Para sâhiplerine söylüyorum! Kasalara kitlediğin, banka cüzdanlarında kayıtlı olan paralar senin değildir, mîrâsçılarınındır. Hem de sevmediğine kalacakdır, sevmediklerin arasında taksîm olacakdır. O paraların ebediyyen senin olmasını istiyorsan, ebedî saâdeti istiyorsan, bu anda kalbi kırık, gözü yaşlı olanların kalblerini tatyîb edip gözlerinin yaşını sil. Ateşi olmayanlara ateş götür. Sırtında giyeceği olmayanlara giyecek var. Gizli yap bu işi, sakın ha riyâen yapma. Yani yaptım ettim filan diye mürâî olarak ortaya çıkma. Böyle yaparsan bil ki, bu Allah'ın sana vedîasıdır, yani Allah'ın sana ihsânıdır. Yapamazsan bil ki, ihsân-ı ilâhî yok.
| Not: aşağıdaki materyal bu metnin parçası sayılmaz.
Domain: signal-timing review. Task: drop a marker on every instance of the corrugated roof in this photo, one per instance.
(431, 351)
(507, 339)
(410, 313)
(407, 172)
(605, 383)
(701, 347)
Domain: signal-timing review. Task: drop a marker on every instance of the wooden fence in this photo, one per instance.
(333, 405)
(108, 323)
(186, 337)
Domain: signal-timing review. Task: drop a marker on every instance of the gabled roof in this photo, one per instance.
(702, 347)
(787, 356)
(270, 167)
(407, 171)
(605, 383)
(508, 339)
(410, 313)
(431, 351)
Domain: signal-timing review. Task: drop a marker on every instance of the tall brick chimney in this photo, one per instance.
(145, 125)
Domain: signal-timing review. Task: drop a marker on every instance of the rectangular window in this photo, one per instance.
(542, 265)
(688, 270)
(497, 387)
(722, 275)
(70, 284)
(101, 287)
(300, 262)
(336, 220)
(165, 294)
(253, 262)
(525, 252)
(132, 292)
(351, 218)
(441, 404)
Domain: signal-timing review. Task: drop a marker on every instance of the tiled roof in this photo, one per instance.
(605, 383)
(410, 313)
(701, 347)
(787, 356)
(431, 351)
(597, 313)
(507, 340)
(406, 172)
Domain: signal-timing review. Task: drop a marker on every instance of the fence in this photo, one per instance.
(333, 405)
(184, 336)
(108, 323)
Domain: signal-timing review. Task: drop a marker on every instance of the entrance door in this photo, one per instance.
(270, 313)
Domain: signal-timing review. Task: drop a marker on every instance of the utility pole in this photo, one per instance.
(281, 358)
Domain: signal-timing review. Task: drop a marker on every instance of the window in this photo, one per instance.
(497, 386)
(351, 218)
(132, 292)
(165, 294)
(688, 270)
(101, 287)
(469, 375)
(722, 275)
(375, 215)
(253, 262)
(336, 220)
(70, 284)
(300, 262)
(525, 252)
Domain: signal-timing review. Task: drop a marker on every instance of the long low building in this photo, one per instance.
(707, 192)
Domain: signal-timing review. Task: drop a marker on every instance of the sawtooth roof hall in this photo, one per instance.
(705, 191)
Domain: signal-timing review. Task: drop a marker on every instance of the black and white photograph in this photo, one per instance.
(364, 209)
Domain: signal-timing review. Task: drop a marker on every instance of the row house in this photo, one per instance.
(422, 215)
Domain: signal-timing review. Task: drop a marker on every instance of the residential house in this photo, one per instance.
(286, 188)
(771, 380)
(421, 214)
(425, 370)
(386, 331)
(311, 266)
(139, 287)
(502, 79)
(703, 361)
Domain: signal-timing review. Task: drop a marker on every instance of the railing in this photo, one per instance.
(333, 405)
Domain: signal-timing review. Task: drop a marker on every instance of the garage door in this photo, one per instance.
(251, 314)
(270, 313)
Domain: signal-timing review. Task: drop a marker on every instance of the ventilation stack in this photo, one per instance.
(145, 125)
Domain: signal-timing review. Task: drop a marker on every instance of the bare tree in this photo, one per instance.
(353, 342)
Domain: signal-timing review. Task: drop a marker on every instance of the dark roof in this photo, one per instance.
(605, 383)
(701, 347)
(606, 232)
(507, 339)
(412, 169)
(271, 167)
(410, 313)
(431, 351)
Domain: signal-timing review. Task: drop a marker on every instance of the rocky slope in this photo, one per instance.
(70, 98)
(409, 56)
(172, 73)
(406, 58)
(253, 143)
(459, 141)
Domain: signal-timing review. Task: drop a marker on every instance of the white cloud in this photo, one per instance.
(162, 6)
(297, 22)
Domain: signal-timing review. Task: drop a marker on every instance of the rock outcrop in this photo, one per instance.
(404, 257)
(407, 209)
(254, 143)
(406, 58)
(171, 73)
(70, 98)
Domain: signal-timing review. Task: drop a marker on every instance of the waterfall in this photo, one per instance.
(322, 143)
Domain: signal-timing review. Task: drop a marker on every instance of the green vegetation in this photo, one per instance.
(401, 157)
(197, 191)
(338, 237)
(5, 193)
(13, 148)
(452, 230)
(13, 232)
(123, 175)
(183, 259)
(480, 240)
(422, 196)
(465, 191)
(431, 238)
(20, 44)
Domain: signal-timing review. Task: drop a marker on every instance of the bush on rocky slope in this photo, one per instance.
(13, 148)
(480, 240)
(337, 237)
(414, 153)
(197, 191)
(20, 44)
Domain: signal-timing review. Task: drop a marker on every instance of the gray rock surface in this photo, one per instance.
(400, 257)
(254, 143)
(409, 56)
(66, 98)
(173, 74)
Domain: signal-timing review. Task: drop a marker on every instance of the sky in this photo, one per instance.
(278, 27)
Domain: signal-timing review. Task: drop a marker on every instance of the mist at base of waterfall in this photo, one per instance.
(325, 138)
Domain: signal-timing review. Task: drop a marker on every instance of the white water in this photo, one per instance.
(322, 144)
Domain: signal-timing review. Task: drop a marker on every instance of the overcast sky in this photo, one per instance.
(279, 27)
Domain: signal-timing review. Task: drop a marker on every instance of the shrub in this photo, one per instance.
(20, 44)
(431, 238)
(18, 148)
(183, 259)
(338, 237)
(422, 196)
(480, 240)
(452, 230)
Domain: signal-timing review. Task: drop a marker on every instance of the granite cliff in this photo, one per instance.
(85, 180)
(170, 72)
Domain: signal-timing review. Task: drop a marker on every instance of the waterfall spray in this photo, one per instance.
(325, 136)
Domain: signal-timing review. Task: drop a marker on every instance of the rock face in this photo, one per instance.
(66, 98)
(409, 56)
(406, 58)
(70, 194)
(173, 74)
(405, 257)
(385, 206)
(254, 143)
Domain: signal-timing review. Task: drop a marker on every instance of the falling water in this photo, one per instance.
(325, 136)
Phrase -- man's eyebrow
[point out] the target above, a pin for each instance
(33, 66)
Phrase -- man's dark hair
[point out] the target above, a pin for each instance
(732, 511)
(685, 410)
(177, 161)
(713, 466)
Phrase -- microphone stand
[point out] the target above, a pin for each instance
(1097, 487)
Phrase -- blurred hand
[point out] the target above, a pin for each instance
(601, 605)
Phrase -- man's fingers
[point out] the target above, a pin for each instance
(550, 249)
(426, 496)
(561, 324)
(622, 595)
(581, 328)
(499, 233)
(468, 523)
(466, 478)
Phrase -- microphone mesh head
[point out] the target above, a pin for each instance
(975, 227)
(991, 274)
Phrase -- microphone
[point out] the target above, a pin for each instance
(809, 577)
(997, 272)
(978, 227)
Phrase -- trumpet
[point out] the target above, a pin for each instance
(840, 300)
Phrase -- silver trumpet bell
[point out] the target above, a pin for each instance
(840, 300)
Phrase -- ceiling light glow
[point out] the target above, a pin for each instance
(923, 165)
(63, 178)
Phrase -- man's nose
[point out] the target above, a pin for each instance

Zekâtı verilmeyen paralar, iki başlı zehirli yılana benzer. Cenâb-ı Peygamber sallallahu aleyhi vesellemden Hazret-i Ebâ Hureyre rivâyet ediyor, "Zekâtı verilmeyen paralar, yevm-i kıyâmetde iki başlı yılan olarak sâhiplerinin boynuna dolanacakdır" diyor. Kasalara kitlenen ve sadakâtı ve zekâtı verilmeyen, fukarâ-yı müslîmine yardım edilmeyen paralar., altınlar ve gümüşler, cehennemde kızdırılacak, biriktirenlerin sağlarına sollarına önlerine artlarına bastırılacakdır. "Biriktirdiğiniz paraların tadına bakın" diyecek Cenâb-ı Hakk Celle ve Tekaddes Hazretleri. " وَالَّذِينَ يَكْنِزُونَ الذَّهَبَ وَالْفِضَّةَ وَلاَ يُنفِقُونَهَا فِي سَبِيلِ اللّهِ فَبَشِّرْهُم بِعَذَابٍ أَلِيمٍ vellezîne yeknizûne'z-zehebe ve'l-fiddate velâ yünfikûnehâ fî sebîlillah, febeşşirhüm bi 'azâbi'l-elîm".
"Bana ver" demedim ha! Kendi hısım akrabandan yoksullardan, mahallenden, komşunda olan fukarâyı araştıracaksın. Vazîfen! Mâdem ki Muhammedîsin, vazîfen.
Şehâdetinden sonra İmâm-ı Ali'yi soydular, teneşire koydular. Omuzunda siyah siyah çürükler, yaralar gördüler. Sonra Hazret-i Hasan'a sordular. Dediler ki, "Yâ İmâm, bu ne hâldir?". Dedi ki, "Babam, gece herkes yattıkdan sonra alırdı yükü, çeker götürürdü ve fukarâ-yı müslimînin kapılarına kendi eliyle taksîm ederdi, kimseye duyurmadan. İşte o ipler kesmiş omzunu İmâm-ı Ali'nin. Teneşirde onu gördüler.